私は何故だか、彼から瞳を逸らせなくなっていた。


「ユイさんは知ってるじゃないですか。自分の弱さも、醜さも……。
確かに傷付くのは、とても痛くて辛い。
でもそれは、心があるから感じられる。
弱さだって、ユイさんの強さの一部なんですよ?」

彼の一言一言が、今まで勘違いして、勝手に思い上がっていた私に気付かせてくれる。

独りで塞ぎ込んでいた暗闇に、光をくれる。


「っ……弱さも、強さの一部?」

「そうです!
それに、本当に醜い人はこんなに苦しんだりしません。
貴女は誰よりも優しくて、心の綺麗な人ですよ!」

私に向けられる真っ直ぐで頼もしい声が素直に嬉しくて、今までずっと独りぼっちだと思っていた心に響く。
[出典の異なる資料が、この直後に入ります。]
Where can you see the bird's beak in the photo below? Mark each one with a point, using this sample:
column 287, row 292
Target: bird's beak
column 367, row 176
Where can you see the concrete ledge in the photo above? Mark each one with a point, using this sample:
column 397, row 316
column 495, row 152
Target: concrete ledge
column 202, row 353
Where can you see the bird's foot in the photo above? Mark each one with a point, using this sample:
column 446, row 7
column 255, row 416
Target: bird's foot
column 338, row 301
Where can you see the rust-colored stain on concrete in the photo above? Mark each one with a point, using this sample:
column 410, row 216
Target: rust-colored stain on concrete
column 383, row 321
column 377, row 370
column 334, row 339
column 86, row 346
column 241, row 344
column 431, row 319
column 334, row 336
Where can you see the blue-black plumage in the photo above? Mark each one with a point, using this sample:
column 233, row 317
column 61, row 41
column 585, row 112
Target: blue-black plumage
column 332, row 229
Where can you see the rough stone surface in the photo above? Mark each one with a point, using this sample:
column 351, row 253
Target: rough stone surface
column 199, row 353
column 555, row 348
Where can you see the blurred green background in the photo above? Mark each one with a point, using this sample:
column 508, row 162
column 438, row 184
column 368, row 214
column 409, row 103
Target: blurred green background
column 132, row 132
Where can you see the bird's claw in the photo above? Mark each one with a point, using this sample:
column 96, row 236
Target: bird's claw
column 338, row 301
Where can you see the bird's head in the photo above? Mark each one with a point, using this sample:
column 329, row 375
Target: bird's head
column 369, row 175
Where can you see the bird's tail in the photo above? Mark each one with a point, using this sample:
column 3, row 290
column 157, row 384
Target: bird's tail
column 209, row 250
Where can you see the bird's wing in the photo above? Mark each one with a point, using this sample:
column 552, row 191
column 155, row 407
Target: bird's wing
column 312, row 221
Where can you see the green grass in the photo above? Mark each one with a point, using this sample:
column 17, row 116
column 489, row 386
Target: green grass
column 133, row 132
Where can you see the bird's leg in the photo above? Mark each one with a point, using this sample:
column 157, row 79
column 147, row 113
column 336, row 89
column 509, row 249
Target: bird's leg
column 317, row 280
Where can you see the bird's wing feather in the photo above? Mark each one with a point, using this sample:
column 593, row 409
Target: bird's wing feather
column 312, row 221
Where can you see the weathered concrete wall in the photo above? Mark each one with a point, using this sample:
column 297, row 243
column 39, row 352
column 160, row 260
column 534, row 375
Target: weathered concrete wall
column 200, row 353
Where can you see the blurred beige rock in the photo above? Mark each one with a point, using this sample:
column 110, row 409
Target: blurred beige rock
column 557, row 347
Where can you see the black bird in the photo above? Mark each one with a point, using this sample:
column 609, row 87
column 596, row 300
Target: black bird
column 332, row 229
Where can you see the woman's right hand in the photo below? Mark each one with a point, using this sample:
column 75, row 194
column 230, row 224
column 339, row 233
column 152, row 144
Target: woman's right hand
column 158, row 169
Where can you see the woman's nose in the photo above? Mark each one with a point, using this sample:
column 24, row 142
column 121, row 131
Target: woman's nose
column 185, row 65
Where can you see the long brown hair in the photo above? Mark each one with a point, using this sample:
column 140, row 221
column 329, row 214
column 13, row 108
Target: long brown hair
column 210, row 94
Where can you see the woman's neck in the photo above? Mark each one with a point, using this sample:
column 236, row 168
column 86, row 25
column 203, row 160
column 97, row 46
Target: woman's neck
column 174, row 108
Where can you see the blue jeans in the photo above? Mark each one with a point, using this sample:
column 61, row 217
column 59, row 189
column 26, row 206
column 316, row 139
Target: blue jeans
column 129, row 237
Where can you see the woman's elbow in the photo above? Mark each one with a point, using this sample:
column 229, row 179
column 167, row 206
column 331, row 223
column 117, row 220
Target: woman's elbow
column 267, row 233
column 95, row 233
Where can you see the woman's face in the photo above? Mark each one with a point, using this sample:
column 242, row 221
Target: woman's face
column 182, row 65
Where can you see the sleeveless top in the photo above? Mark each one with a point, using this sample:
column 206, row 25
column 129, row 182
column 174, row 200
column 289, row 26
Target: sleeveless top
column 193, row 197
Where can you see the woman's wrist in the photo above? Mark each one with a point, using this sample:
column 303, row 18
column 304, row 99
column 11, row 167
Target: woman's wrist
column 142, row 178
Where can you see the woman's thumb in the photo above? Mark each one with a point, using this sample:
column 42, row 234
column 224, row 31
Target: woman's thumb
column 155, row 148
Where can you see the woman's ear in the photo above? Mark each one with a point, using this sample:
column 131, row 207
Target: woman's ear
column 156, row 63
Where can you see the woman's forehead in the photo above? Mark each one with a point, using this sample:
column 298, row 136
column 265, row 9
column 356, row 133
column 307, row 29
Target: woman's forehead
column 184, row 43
「一人で悩んで答えが見付からないなら、今度はボク等と一緒に頑張りましょうよ!
ねっ?ユイさん!」

彷徨っていた私に手を差し伸べてくれて、もう一度立ち上がる勇気をくれた。


弱さを知って、認めて、強くなる。
醜い心を知って、傷付いて、初めて人は本当に優しく綺麗になれる。


私は馬鹿だった。
何も知らない世間知らずのくせに、立派な両親の子供として自分も自然とそんな人物になれると思っていたの。

何の努力もしないで、一度躓いたら目を逸らして……。
悪い事は人のせいにして、”私は二人の両親の子供なのよ!”って……。
言葉に出来ない想いで、知らず知らずに自分の心を縛り付けていた。


ようやく目が覚めて、いつだったか先生が話してくれた私の名前の由来を思い出す。

人との関わりを自ら断っていたリディア母さんが、最期に大切だと気付いた”人との繋がり”。

”大切な人と人が結び付くように”ーーユイーー。


立派になるよりも、可愛い女の子になるよりも……。
それが、まず私が1番やるべき事。
1番大切にしなくてはいけない事だった。